Lab 9 | CS 61B Spring 2022

Lab 9: Heaps and Priority Queues

Due Date: Friday 3/18 11:59PM.

A. Intro
B. The Priority Queue Abstract Data Type
C. Review: Heaps
D. Exercise: Implementing Your Own Min Heap
E. Application: Heapsort
F. Heapify
G. Submission

A. Intro

Today, we'll take a look at the priority queue and how it can be implemented using a heap. We'll then implement our own priority queue (called ArrayHeap), and then discuss some applications of heaps.

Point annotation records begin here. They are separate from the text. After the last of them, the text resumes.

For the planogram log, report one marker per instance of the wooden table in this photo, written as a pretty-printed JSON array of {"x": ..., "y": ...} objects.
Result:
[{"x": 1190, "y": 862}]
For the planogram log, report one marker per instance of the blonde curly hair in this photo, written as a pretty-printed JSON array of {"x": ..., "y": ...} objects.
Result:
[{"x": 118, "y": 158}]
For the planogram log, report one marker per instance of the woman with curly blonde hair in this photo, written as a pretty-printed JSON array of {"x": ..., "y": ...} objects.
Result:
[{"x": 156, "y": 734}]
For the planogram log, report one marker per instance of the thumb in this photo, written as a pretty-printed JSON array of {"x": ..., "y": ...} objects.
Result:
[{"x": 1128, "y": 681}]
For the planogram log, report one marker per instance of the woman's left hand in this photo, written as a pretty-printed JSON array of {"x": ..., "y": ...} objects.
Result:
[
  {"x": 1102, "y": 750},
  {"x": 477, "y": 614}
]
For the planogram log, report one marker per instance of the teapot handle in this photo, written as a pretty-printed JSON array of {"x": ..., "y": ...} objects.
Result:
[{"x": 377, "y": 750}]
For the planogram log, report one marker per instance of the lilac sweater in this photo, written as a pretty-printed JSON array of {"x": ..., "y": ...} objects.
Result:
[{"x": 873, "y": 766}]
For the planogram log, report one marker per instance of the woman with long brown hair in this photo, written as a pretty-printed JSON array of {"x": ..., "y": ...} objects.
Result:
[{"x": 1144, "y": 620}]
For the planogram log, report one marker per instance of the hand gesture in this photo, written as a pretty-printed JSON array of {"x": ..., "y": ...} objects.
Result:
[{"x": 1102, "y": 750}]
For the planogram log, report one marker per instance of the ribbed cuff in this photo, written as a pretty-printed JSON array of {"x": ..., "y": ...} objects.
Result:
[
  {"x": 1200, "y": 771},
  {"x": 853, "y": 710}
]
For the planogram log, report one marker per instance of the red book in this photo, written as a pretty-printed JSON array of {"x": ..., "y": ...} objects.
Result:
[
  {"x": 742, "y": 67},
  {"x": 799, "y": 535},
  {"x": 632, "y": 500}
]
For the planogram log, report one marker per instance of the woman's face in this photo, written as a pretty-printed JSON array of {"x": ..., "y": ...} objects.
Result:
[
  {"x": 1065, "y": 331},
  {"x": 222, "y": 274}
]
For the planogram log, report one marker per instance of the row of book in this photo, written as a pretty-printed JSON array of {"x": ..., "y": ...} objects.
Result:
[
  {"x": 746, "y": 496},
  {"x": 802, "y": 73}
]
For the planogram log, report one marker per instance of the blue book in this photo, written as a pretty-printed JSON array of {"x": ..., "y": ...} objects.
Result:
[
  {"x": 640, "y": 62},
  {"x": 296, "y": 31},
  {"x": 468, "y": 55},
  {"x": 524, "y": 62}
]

As always, you can get the skeleton of this lab with the following commands.

 git fetch shared
 git merge shared/lab9 -m "Start Lab 9"
 git push

Here are useful links for content review for this lab:

Lab 9 Intro Video (Though this video is from Spring 2020, the lab content stays the same. This lab intro video includes explainations and examples of Heaps. All the information in the video is covered in the spec and timestamps for topics are in the video description.)
Lab 9 Slides

B. The Priority Queue Abstract Data Type

We’ve learned about a few abstract data types already, including the stack and queue. The stack is a last-in-first-out (LIFO) abstract data type where, much like a physical stack, we remove the most recently added elements first. The queue is a first-in-first-out (FIFO) abstract data type. When we remove items from a queue, we remove the least recently added elements first.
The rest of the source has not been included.